Questo Comitato in particolare chiede ad AIP, AQP, ASL, Comune di Ostuni, Provincia di Brindisi e Regione Puglia di indagare sulla corretta esecuzione di due interventi decisivi per la funzionalità dell’impianto: l’impermeabilizzazione della vasca e l’attraversamento del torrente Lamacornola.

In sede di Consiglio Comunale l’ing. Casanova, direttore dei lavori, con riferimento al rischio di inquinamento della spiaggia, stante l’affondamento della vasca interamente nella falda marina, ha dichiarato che la vasca dei liquami sarebbe stata rivestita da una fodera d’acciaio che ne avrebbe garantito l’impermeabilità. Orbene a tutt’oggi non esiste certezza che tale rivestimento sia stato previsto dal progetto di variante e tanto meno che sia stato eseguito. Questo Comitato è nell’impossibilità di accertare le due circostanze, perché il progetto di variante è top secret e l’ispezione della vasca di fatto irrealizzabile.

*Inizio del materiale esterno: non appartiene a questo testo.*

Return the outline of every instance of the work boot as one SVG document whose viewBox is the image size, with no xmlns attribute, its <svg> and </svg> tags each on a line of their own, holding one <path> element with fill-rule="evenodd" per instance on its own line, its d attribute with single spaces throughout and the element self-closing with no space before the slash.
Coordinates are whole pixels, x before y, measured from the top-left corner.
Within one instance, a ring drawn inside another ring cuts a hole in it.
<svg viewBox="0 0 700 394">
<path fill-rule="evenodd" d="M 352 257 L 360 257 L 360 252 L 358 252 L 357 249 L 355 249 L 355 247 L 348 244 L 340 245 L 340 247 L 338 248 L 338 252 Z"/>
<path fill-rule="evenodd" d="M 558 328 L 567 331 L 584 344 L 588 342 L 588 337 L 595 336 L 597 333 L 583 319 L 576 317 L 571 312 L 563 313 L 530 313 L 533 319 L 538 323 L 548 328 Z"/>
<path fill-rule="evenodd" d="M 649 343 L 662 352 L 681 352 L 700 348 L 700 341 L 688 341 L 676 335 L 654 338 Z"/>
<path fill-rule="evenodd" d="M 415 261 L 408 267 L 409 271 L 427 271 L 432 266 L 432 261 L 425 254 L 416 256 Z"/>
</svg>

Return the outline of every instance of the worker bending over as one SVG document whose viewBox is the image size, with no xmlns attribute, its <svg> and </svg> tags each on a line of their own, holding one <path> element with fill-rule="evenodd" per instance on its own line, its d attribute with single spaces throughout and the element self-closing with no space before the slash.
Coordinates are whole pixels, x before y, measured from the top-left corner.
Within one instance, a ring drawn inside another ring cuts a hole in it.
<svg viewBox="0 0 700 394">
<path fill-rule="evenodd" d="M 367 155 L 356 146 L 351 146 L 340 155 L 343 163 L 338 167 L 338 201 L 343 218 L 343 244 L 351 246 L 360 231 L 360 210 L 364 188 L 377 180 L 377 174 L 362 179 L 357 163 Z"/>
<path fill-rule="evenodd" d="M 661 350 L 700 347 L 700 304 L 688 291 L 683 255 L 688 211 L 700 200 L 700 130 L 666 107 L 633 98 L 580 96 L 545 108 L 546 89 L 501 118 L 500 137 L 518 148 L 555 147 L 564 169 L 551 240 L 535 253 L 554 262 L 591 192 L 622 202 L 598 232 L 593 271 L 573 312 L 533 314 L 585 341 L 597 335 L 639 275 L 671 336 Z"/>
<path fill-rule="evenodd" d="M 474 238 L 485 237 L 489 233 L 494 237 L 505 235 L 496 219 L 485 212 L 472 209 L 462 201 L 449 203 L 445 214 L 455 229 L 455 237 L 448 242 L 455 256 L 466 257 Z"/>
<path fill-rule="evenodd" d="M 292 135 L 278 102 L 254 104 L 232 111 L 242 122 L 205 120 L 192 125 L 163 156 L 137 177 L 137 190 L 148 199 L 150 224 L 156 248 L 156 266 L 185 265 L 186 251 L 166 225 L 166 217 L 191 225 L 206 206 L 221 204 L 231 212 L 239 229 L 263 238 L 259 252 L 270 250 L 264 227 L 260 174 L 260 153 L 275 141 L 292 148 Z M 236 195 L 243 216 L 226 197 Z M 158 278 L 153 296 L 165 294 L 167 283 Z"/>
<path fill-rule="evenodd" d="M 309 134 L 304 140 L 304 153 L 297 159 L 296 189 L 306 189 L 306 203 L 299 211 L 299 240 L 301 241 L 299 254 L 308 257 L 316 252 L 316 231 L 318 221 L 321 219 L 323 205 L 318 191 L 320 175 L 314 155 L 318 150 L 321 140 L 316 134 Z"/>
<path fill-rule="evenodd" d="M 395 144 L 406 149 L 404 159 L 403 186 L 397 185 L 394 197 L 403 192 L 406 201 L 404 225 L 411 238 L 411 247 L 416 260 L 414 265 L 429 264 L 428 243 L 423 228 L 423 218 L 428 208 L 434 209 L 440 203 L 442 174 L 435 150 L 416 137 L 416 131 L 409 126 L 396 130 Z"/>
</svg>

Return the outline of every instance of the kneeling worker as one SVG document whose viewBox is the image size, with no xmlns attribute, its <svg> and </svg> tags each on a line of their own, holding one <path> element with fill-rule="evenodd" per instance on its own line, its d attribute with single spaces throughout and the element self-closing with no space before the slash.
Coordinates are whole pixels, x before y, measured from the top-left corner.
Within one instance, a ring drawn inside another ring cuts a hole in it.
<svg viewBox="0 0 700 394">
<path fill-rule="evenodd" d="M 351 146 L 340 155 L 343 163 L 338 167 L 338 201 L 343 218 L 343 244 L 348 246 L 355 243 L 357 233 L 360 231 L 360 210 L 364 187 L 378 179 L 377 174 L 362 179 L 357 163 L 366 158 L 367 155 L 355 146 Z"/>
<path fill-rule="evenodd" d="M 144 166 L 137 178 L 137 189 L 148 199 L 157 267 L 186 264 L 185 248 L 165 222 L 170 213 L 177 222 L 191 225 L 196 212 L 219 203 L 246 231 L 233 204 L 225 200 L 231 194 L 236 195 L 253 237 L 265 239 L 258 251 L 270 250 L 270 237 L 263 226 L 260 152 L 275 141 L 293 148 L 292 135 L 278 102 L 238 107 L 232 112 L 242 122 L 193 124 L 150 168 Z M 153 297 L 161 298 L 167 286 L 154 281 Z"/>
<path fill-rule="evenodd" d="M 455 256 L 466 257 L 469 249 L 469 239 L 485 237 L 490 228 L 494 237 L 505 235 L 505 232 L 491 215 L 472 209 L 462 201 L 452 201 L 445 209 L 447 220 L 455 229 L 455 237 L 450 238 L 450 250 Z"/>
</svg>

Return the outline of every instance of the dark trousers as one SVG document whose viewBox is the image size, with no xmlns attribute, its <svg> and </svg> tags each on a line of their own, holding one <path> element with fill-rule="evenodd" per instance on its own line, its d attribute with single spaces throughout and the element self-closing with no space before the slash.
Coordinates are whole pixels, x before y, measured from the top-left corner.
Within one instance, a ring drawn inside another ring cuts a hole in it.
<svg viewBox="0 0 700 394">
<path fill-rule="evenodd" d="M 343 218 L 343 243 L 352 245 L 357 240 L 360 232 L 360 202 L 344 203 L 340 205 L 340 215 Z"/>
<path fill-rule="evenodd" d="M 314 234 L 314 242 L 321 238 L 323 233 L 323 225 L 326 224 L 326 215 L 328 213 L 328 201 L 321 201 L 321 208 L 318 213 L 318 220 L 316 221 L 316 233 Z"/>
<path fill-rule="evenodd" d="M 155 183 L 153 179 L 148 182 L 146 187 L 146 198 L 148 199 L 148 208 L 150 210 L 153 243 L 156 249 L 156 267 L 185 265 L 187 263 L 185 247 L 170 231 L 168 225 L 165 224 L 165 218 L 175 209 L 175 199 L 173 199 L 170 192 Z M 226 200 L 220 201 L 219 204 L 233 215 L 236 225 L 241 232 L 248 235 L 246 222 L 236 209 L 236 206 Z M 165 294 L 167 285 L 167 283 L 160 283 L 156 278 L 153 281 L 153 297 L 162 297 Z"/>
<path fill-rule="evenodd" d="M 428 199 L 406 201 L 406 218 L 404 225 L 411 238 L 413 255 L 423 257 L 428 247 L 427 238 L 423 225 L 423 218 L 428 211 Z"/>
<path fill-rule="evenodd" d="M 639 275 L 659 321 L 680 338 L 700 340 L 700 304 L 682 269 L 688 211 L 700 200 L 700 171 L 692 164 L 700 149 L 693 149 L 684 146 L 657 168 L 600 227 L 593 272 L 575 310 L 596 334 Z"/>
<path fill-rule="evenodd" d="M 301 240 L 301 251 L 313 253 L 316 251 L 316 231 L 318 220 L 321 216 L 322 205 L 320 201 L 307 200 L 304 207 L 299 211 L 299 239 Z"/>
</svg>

Il progetto iniziale dell’impianto prevede che per l’attraversamento del torrente Lamacornola, la condotta premente debba passare sotto al letto del torrente mediante una struttura profonda in grado di resistere alle piene. La prescrizione è ulteriormente giustificata dal fatto che pochi anni fa sono state deviate nel Lamacornola anche le acque del torrente Fontevecchia, responsabile di due rovinosi allagamenti dell’intero villaggio “Torre S. Leonardo”. Ebbene a tutt’oggi detta opera non è stata eseguita e l’attraversamento del torrente avviene mediante un by-pass poggiato sul letto del torrente e pudicamente nascosto dalla fiorente vegetazione di canne. I collaudi della condotta premente sono stati sempre eseguiti fino ad oggi, utilizzando questo by-pass precario, anche se (bisogna ammetterlo) costituito da robusto materiale plastico! Il Comitato è del parere che questa meraviglia tecnologica sarà spazzata via al primo acquazzone, con l’inevitabile inquinamento della foce del torrente e della spiaggia.

Chiediamo agli Enti competenti di accertare la regolarità delle opere eseguite – conclude la nota – prendendo i provvedimenti tecnici ed amministrativi del caso, noi continueremo a vigilare sul corretto funzionamento di questa opera pubblica, che riteniamo dannosa per la sua allocazione, perché in fase di costruzione ha deturpato, e molto probabilmente deturperà ancora, l’ecosistema marino e costiero».